Partijen komen ter beëindiging van dit geschil het volgende overeen.
1. [bedrijf 1] zal vanaf een of meer van haar bankrekeningen een bedrag van € 35.000,- overmaken naar de privé-bankrekening van de heer [naam 1] (…).
2 Dit zal geschieden op zo kort mogelijke termijn. De betaling dient tot zekerheid van de door partij Wals op partij [bedrijf 1] c.s. gepretendeerde vordering, waarover de tussen partijen bekende bodemzaak zich verder zal afspelen (de dagvaarding is inmiddels uitgebracht op 4 december 2013).
3. (…)
4. Zodra het desbetreffende bedrag op de onder punt 1 genoemde bankrekening is bijgeschreven, zal de heer [naam 1] dit laten weten aan zijn advocaat, die vervolgens het ertoe zal leiden dat op de kortst mogelijke termijn alle gelegde beslagen worden opgeheven.

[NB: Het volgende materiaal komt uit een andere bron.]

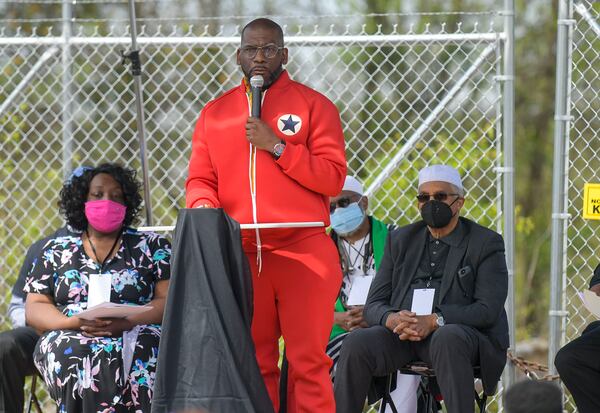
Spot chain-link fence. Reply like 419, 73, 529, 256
0, 6, 512, 411
549, 0, 600, 411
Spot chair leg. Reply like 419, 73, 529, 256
475, 390, 487, 413
26, 374, 42, 413
379, 373, 398, 413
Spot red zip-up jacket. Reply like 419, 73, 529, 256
186, 71, 346, 251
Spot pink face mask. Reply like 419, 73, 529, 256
85, 199, 127, 234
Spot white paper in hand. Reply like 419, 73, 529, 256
75, 303, 152, 320
410, 288, 435, 315
347, 275, 373, 305
581, 290, 600, 318
88, 274, 112, 308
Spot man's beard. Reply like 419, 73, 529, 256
244, 64, 283, 90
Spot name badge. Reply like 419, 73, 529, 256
410, 288, 435, 315
87, 274, 112, 308
347, 275, 373, 305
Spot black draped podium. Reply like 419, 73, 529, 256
152, 209, 273, 413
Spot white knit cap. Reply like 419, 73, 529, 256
342, 175, 364, 195
419, 165, 463, 189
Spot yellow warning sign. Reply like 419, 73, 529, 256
583, 183, 600, 219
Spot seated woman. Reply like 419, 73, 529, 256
25, 164, 171, 413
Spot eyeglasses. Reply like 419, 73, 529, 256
417, 192, 459, 204
329, 196, 356, 214
240, 44, 283, 59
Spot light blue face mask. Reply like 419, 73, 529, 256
331, 202, 365, 236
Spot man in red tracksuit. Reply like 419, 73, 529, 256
186, 19, 346, 413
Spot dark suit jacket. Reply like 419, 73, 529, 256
363, 217, 509, 394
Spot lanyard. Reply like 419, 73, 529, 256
85, 228, 121, 273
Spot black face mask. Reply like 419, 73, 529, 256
421, 198, 458, 228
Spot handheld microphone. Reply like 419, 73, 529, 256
250, 75, 265, 119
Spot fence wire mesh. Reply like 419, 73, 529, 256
563, 0, 600, 411
0, 9, 510, 411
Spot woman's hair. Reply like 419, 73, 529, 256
58, 163, 142, 231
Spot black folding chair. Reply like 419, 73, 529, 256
381, 361, 487, 413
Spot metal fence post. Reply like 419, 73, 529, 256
127, 0, 152, 225
502, 0, 516, 387
61, 0, 73, 179
548, 0, 574, 373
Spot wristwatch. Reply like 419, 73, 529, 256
435, 313, 446, 327
271, 141, 285, 160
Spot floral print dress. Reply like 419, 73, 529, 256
25, 229, 171, 413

5. Nieuwe beslagen zullen in verbinding met de onder punt 2 genoemde bodemzaak over en weer niet worden gelegd. De afspraak tussen partijen zoals hiervoor gemaakt geldt, totdat er sprake is van een onherroepelijk vonnis in de bodemzaak.
6. (…)
3.9
Het bedrag van € 35.000,- is door [bedrijf 1] aan Wals betaald, waarna de beslagen ten laste van [bedrijf 1] en [appellant 2] zijn opgeheven. Een ten laste van Everest belegd beslag op een bankrekening is niet opgeheven; bij vonnis van 31 januari 2014 heeft de voorzieningenrechter in de rechtbank Midden-Nederland op vordering van Everest ook dit beslag opgeheven.
3.1
Bij vonnis van 26 november 2014 heeft de rechtbank Noord-Holland geoordeeld dat [bedrijf 1] tekort is geschoten in de nakoming van haar verbintenis tot levering van de inpakrobot aan Wals en voor recht verklaard dat de koopovereenkomst tussen [bedrijf 1] en Wals met betrekking tot de inpakrobot is ontbonden per 16 oktober 2012.
De rechtbank heeft [bedrijf 1] vervolgens veroordeeld om aan Wals te betalen:
- een bedrag van € 58.564,66, vermeerderd met wettelijke rente met ingang van 4 december 2013,
- een bedrag van € 23.315,- ter zake winstderving, vermeerderd met wettelijke rente met ingang van 21 augustus 2013,
- een bedrag van € 21.009,98 ter zake door Wals gemaakte kosten in de procedure Wals vs Eurol, vermeerderd met wettelijke rente met ingang van 4 december 2013,
en voorts beslag- en proceskosten (in totaal circa € 9.350,-), met rente, en nakosten.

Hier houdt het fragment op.